Azerbaijan enjoyed a welcome boost to its economy and global profile in spring 2019, when the nation hosted the UEFA Europa League Final between English football teams Arsenal and Chelsea. Baku, whose Olympic stadium capacity dwarfed those of rival bidding cities Seville and Istanbul, is home to Azerbaijan’s largest law firms. Indeed, many of those firms had a share of the commercial and intellectual property work that ensued from the footballing event, which ended up having the third-highest attendance of any final in Europa League history.

Nonetheless, energy, particularly oil and gas, is the key driver of the Azerbaijani economy, and was not at its healthiest even before the coronavirus: breakeven prices for the country’s oil have been falling since 2017, far short of the highs of 2011-’15, leading to an uptick in litigation at the expense of corporate and commercial work. Fortunately, renewables are increasingly visible on the country’s energy map. Saudi Arabian and UAE investments in spring 2020 committed hundreds of millions of dollars to wind and solar power plants, and in 2019 Azerbaijan produced 1.3GW of hydroelectric power – 17% of the country’s capacity. Partly to reduce reliance on natural gas imports from Russia, partly because it’s good business, the government aims to have 30% of Azerbaijan’s energy needs met by renewable energy by 2030, with help from the European Bank for Reconstruction and Development. However, infrastructure work more generally has slowed, despite Azerbaijan being a key member of China’s Silk Road Economic Belt investment initiative.

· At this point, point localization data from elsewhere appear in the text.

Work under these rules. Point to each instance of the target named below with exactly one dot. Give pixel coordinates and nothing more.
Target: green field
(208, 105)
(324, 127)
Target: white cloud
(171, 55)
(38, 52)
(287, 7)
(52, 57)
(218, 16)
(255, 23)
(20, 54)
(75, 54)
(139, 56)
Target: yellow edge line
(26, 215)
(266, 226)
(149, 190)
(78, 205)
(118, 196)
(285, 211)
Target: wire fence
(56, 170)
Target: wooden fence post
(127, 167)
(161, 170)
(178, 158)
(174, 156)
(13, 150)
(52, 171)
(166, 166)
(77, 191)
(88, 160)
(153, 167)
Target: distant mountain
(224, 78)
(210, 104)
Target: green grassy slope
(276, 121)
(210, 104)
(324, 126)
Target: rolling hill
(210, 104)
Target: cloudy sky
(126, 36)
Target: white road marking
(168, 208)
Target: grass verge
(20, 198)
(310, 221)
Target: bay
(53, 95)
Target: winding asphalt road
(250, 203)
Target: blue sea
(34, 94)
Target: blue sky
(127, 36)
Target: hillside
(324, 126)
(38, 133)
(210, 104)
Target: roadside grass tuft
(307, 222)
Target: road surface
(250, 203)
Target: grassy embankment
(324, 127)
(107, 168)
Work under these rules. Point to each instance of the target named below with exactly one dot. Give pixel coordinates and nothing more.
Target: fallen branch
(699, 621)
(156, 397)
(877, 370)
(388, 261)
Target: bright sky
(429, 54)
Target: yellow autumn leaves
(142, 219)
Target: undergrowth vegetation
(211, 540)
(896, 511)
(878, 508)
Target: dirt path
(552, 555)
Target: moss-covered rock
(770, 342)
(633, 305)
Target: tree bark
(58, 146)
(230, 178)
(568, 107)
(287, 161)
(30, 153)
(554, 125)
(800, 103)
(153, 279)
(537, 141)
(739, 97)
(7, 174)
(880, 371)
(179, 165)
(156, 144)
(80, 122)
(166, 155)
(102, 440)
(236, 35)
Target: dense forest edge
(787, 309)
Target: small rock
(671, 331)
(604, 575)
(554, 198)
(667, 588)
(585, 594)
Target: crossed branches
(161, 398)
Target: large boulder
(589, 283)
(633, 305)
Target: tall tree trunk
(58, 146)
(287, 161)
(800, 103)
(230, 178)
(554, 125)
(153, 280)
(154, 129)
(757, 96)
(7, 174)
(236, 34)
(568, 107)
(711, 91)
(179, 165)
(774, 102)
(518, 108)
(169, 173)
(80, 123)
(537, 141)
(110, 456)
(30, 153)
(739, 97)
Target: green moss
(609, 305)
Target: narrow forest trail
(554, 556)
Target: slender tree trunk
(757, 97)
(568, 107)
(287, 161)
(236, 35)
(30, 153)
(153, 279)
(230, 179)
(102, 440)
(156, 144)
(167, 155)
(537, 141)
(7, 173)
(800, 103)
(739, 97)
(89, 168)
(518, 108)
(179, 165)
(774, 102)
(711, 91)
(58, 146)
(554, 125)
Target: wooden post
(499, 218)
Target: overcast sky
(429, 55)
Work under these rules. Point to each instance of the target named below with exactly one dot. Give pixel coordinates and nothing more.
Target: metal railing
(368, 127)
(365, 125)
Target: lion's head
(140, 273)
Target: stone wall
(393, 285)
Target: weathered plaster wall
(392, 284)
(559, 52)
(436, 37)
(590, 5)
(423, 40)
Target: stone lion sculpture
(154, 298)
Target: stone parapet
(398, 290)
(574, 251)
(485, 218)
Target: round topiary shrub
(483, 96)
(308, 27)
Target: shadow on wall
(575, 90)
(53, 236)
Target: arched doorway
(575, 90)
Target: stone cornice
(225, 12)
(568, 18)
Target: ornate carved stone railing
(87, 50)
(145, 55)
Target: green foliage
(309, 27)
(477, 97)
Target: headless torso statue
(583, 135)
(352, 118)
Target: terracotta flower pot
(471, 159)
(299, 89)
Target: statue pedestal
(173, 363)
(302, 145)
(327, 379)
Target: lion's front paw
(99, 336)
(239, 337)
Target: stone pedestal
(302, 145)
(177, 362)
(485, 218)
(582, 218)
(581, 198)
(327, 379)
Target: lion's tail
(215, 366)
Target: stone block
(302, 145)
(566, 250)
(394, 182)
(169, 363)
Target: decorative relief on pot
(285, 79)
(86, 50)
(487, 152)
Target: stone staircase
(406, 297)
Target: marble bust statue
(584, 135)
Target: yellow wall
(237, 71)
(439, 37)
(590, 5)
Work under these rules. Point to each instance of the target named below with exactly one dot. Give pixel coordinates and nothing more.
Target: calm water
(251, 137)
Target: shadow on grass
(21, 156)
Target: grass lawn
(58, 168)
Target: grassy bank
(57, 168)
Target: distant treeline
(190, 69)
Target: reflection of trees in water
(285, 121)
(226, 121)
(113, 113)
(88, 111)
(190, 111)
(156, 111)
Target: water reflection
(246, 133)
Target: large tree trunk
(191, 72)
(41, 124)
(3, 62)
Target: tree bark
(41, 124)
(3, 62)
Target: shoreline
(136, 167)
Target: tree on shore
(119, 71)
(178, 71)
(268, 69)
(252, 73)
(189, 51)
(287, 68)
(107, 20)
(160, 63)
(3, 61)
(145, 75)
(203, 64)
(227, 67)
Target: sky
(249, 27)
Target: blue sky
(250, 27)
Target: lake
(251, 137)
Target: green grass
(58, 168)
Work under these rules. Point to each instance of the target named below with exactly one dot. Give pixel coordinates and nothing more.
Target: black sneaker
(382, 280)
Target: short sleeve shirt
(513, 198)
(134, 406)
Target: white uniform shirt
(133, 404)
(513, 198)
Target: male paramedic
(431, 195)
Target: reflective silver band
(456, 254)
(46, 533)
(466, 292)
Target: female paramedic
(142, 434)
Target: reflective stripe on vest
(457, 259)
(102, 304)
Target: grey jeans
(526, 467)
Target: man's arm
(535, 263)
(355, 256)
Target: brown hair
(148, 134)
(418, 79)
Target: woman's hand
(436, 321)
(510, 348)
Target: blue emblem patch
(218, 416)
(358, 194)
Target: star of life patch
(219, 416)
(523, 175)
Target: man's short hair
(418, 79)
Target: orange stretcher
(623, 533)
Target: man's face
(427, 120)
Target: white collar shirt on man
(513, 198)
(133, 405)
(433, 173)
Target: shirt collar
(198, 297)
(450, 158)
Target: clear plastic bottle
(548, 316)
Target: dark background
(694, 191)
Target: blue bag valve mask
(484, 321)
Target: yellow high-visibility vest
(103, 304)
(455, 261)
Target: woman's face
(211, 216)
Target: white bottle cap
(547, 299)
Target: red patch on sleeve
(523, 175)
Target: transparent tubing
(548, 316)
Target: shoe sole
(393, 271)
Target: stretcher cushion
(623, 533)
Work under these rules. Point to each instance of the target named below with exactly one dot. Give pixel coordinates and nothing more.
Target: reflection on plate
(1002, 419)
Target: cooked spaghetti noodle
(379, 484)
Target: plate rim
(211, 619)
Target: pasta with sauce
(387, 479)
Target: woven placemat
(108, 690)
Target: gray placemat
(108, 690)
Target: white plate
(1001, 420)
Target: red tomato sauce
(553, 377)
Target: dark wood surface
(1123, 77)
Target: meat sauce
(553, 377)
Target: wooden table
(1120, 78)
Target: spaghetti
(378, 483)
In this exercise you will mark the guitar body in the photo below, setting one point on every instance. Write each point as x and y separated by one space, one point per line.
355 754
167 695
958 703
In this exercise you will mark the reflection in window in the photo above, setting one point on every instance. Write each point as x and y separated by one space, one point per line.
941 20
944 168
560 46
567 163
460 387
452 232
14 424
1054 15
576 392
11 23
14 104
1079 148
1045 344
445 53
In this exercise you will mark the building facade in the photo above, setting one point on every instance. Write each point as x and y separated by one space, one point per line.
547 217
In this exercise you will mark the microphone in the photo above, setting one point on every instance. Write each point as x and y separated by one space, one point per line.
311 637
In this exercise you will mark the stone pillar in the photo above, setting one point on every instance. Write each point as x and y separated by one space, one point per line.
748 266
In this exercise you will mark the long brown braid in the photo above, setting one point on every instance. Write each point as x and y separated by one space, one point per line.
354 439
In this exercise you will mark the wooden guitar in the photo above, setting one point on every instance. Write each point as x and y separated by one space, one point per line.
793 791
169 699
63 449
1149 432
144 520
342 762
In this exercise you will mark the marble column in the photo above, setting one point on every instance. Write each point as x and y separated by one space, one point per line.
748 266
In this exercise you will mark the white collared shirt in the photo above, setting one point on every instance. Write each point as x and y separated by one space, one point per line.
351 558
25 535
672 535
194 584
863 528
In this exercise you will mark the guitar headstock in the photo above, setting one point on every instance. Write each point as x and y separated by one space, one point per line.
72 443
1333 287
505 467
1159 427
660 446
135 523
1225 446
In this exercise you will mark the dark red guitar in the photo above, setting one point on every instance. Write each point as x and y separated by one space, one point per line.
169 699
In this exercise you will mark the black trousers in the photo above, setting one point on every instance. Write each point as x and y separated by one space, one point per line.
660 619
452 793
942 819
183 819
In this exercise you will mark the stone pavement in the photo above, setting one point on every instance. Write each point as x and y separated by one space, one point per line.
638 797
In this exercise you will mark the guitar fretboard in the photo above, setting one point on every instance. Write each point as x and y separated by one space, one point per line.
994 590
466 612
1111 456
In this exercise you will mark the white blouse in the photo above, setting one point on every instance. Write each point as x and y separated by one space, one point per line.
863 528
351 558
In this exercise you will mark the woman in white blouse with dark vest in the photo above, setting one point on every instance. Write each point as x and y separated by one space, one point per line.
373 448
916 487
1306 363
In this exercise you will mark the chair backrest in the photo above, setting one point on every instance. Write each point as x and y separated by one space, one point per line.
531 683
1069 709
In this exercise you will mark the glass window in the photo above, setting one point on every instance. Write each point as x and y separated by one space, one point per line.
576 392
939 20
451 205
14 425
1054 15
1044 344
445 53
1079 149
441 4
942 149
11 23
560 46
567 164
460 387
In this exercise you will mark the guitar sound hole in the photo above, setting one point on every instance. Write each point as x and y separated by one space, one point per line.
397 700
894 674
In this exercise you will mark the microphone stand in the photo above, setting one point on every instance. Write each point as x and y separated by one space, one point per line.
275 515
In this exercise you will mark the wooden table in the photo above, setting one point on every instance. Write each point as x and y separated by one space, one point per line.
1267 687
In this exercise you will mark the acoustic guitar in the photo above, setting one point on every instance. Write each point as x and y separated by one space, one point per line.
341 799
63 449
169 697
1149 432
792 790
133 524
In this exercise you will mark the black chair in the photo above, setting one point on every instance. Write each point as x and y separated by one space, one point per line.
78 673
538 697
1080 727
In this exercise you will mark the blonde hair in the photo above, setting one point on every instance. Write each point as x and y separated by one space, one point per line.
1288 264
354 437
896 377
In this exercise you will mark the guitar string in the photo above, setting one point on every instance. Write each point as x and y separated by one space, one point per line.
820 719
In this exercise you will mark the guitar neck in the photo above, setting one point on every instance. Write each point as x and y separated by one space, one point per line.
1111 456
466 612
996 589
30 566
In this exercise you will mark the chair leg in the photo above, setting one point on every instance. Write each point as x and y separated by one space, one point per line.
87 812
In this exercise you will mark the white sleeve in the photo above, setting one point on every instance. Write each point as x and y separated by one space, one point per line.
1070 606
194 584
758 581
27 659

The country’s economic woes continued in early 2020. The coronavirus hit Iran, a key trade and business partner of Azerbaijan, particularly hard; Azerbaijan itself has been undergoing the same privations as its neighbouring countries, with over ₼1bn ($588m) allocated to the Cabinet of Ministers to restabilise the economy by April 2020. The Azerbaijan Grand Prix, meant to take place on 7 June 2020, has been postponed – more than can be said for the Monaco Grand Prix, which was cancelled altogether. Commercial and dispute lawyers alike have been navigating their clients through this difficult time.

Despite all this, the outlook is bright for foreign investors. In January 2020, Transparency International revealed that Azerbaijan moved up 26 places in the organisation’s Corruption Perceptions Index. No doubt Azerbaijan’s economy will receive a sport-induced fillip in summer 2021, when Baku will be one of 12 host cities for the group stages and quarter-finals of the UEFA European Football Championship, postponed from 2020 due to the coronavirus. Tourist flow to Azerbaijan was already up by over 11% in 2019 compared to 2018.

Though Baker McKenzie shuttered its Baku office in 2018, Dentons and the Big Four retain a legal presence in the country, as does global consulting firm BDO. BM Morrison Partners, MGB Law Offices and Omni Law Firm are the largest local firms, with Altay Mustafayev Law & Tax and Capital Legal Services their closest competition.